No one really knows where Groovy trains come from. Only that they appear on time. Groovy train used to be called "In the Groovy Train". It once featured a word puzzle for pre-frosh, to which the solution was "Yale Sucks". This was roughly around the time the Berlin Wall was dismantled. Change was in the air.
Sometime in the late nineties the train picked up speed. It was powered by extreme cynicism and quite a bit of BOLD text. Chugga chug.
To keep things moving, train engineers constantly look to the bottle in order to pour on the juice. Safe enough, right? It's on the rails...
No mo. Our train derailed sometime last year. It is the year 2000. It is time for a change. Or at least an engine overhaul.
Let's see what this baby can do.
New years tend to make people go in for reinventing. Themselves. GT registers its indignation over the prospect of becoming a broken resolution.
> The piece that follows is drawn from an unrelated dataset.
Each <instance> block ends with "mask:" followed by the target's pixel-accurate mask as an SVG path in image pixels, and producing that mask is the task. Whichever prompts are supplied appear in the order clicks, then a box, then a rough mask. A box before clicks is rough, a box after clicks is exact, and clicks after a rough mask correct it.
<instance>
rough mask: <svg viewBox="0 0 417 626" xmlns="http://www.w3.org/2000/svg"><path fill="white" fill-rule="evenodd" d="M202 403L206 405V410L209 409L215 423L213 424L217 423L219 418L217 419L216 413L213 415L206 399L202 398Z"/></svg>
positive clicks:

New years also inspire lists about the last year. The best, the worst, the most influential. Groovy train was recently voted second-most incoherent column of the decade by a panel of bold-faced riders.
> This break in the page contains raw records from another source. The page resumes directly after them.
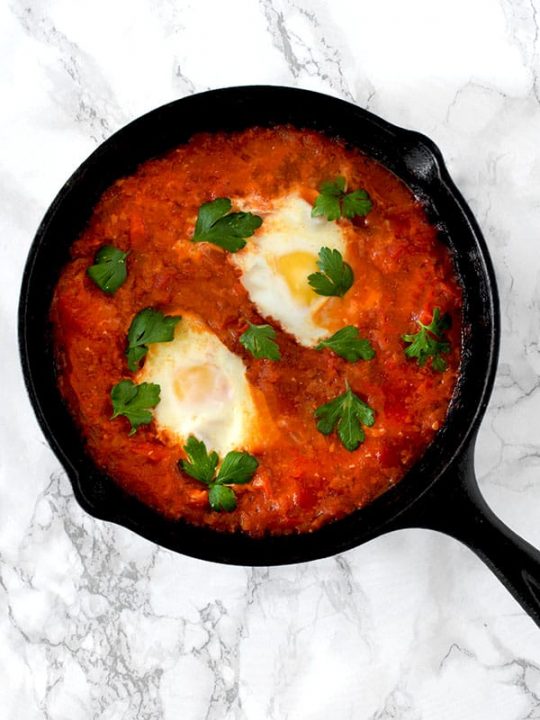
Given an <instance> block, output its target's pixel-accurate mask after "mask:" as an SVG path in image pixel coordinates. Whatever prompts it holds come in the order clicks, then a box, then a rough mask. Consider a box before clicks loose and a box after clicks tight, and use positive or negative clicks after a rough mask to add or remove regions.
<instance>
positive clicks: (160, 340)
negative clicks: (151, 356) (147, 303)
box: [126, 308, 181, 372]
mask: <svg viewBox="0 0 540 720" xmlns="http://www.w3.org/2000/svg"><path fill="white" fill-rule="evenodd" d="M180 320H181V318H180V316H179V315H164V314H163V313H162V312H160V311H159V310H153V309H152V308H146V309H145V310H141V312H140V313H137V315H135V317H134V318H133V320H132V321H131V325H130V326H129V330H128V347H127V350H126V355H127V361H128V368H129V369H130V370H131V372H136V371H137V370H138V369H139V362H140V361H141V360H142V358H143V357H144V356H145V355H146V353H147V352H148V345H150V344H151V343H155V342H171V340H173V338H174V328H175V327H176V324H177V323H178V322H179V321H180Z"/></svg>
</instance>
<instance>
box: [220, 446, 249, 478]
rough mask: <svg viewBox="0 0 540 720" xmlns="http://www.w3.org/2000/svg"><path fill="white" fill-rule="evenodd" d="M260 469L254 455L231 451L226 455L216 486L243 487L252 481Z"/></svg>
mask: <svg viewBox="0 0 540 720" xmlns="http://www.w3.org/2000/svg"><path fill="white" fill-rule="evenodd" d="M258 467H259V463H258V461H257V458H255V457H253V455H250V454H249V453H245V452H239V451H237V450H231V452H228V453H227V454H226V455H225V458H224V460H223V462H222V464H221V467H220V468H219V472H218V476H217V478H216V484H217V485H225V484H227V483H234V484H235V485H243V484H245V483H247V482H249V481H250V480H251V478H252V477H253V475H254V473H255V470H256V469H257V468H258Z"/></svg>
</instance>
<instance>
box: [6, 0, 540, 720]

New decades inspire popular music anthologies. The makers of "Disco 70s" and "Totally 80s" have already begun work on the current decade. "Silicon 00s" will feature titles from Britney Spears and Christina Aguilera, as well as Weird Al Yankovich's "It's all about the Pentiums".
New centuries are hardly inspired, and their lists are hardly fair - the greats of the past 100 years can't be measured by 2000's ruler. ESPN's 50 greatest athletes of the century are all right. They wouldn't last six seconds in NFL 2K for Sega Dreamcast.
The implications for a new millenium are not promising.
Scariest millenium moment: Your most prized piece of electronic equipment reads 11:59. You realize that you have listened to almost twelve minutes of the Backstreet Boys' "Millenium" album and are starting to like it. Nothing several gallons of bottled waterand three weeks in isolation couldn't cure.
Attention all scientists/inventors: science fiction would have us believe that with the year 2000 comes faster-than-light travel and matter displacement. Let's get a move on, eggheads. A simple orgasmatron will probably suffice for now.
Speaking of the not-too-distant future, when was it that the Planet of the Apes was supposed to occur? GT always loved to show those damned dirty apes. The Y2K bug was supposed to ruin the economy. It totally choked. A shame, really. Not a clutch player.
I want you to hit me as hard as you can.